Fischer, J., & Ma, R. (2024). Sailing in High-dimensional Spaces: Low-dimensional Embeddings through Angle Preservation. Retrieved from https://arxiv.org/abs/2406.09876.


Cite as: https://hdl.handle.net/21.11116/0000-0010-4678-9
Abstract
Low-dimensional embeddings (LDEs) of high-dimensional data are ubiquitous in
science and engineering. They allow us to quickly understand the main
properties of the data, identify outliers and processing errors, and inform the
next steps of data analysis. As such, LDEs have to be faithful to the original
high-dimensional data, i.e., they should represent the relationships that are
encoded in the data, both at a local as well as global scale.
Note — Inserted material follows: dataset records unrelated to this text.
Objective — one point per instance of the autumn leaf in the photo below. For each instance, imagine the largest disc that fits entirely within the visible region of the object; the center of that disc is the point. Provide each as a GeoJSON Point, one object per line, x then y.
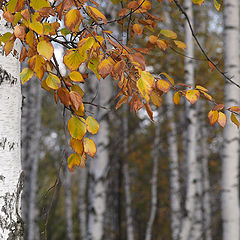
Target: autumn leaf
{"type": "Point", "coordinates": [53, 81]}
{"type": "Point", "coordinates": [145, 84]}
{"type": "Point", "coordinates": [222, 119]}
{"type": "Point", "coordinates": [177, 98]}
{"type": "Point", "coordinates": [89, 147]}
{"type": "Point", "coordinates": [77, 128]}
{"type": "Point", "coordinates": [192, 96]}
{"type": "Point", "coordinates": [213, 117]}
{"type": "Point", "coordinates": [26, 75]}
{"type": "Point", "coordinates": [72, 19]}
{"type": "Point", "coordinates": [77, 145]}
{"type": "Point", "coordinates": [234, 119]}
{"type": "Point", "coordinates": [76, 76]}
{"type": "Point", "coordinates": [96, 14]}
{"type": "Point", "coordinates": [45, 48]}
{"type": "Point", "coordinates": [169, 34]}
{"type": "Point", "coordinates": [92, 125]}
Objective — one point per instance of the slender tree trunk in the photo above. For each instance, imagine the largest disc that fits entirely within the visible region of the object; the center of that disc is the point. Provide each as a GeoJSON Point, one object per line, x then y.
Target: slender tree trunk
{"type": "Point", "coordinates": [175, 200]}
{"type": "Point", "coordinates": [126, 177]}
{"type": "Point", "coordinates": [68, 202]}
{"type": "Point", "coordinates": [191, 226]}
{"type": "Point", "coordinates": [11, 177]}
{"type": "Point", "coordinates": [154, 182]}
{"type": "Point", "coordinates": [82, 214]}
{"type": "Point", "coordinates": [230, 159]}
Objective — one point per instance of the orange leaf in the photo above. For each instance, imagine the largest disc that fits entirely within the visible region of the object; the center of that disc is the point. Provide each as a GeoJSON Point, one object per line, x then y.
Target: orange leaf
{"type": "Point", "coordinates": [192, 96]}
{"type": "Point", "coordinates": [213, 117]}
{"type": "Point", "coordinates": [72, 19]}
{"type": "Point", "coordinates": [163, 85]}
{"type": "Point", "coordinates": [222, 119]}
{"type": "Point", "coordinates": [234, 119]}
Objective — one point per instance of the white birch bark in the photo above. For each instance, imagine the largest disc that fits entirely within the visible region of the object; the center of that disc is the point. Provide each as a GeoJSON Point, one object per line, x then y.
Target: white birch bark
{"type": "Point", "coordinates": [82, 214]}
{"type": "Point", "coordinates": [175, 200]}
{"type": "Point", "coordinates": [126, 177]}
{"type": "Point", "coordinates": [99, 165]}
{"type": "Point", "coordinates": [191, 227]}
{"type": "Point", "coordinates": [230, 158]}
{"type": "Point", "coordinates": [154, 182]}
{"type": "Point", "coordinates": [11, 177]}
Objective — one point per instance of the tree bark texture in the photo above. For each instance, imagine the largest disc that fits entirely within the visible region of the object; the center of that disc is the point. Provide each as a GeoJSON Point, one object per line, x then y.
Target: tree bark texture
{"type": "Point", "coordinates": [230, 158]}
{"type": "Point", "coordinates": [11, 176]}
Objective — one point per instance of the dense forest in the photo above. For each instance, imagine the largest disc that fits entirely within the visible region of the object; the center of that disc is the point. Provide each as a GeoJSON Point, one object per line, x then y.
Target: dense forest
{"type": "Point", "coordinates": [126, 124]}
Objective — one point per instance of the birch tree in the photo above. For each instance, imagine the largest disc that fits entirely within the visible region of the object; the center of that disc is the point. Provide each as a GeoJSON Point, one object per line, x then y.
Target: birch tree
{"type": "Point", "coordinates": [230, 158]}
{"type": "Point", "coordinates": [11, 176]}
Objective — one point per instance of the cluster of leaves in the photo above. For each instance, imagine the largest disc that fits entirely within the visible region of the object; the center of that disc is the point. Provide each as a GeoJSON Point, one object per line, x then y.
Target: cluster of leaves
{"type": "Point", "coordinates": [82, 31]}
The current
generation of LDE approaches focus on reconstructing local distances between
any pair of samples correctly, often out-performing traditional approaches
aiming at all distances. For these approaches, global relationships are,
however, usually strongly distorted, often argued to be an inherent trade-off
between local and global structure learning for embeddings. We suggest a new
perspective on LDE learning, reconstructing angles between data points. We show
that this approach, Mercat, yields good reconstruction across a diverse set of
experiments and metrics, and preserve structures well across all scales.
Compared to existing work, our approach also has a simple formulation,
facilitating future theoretical analysis and algorithmic improvements.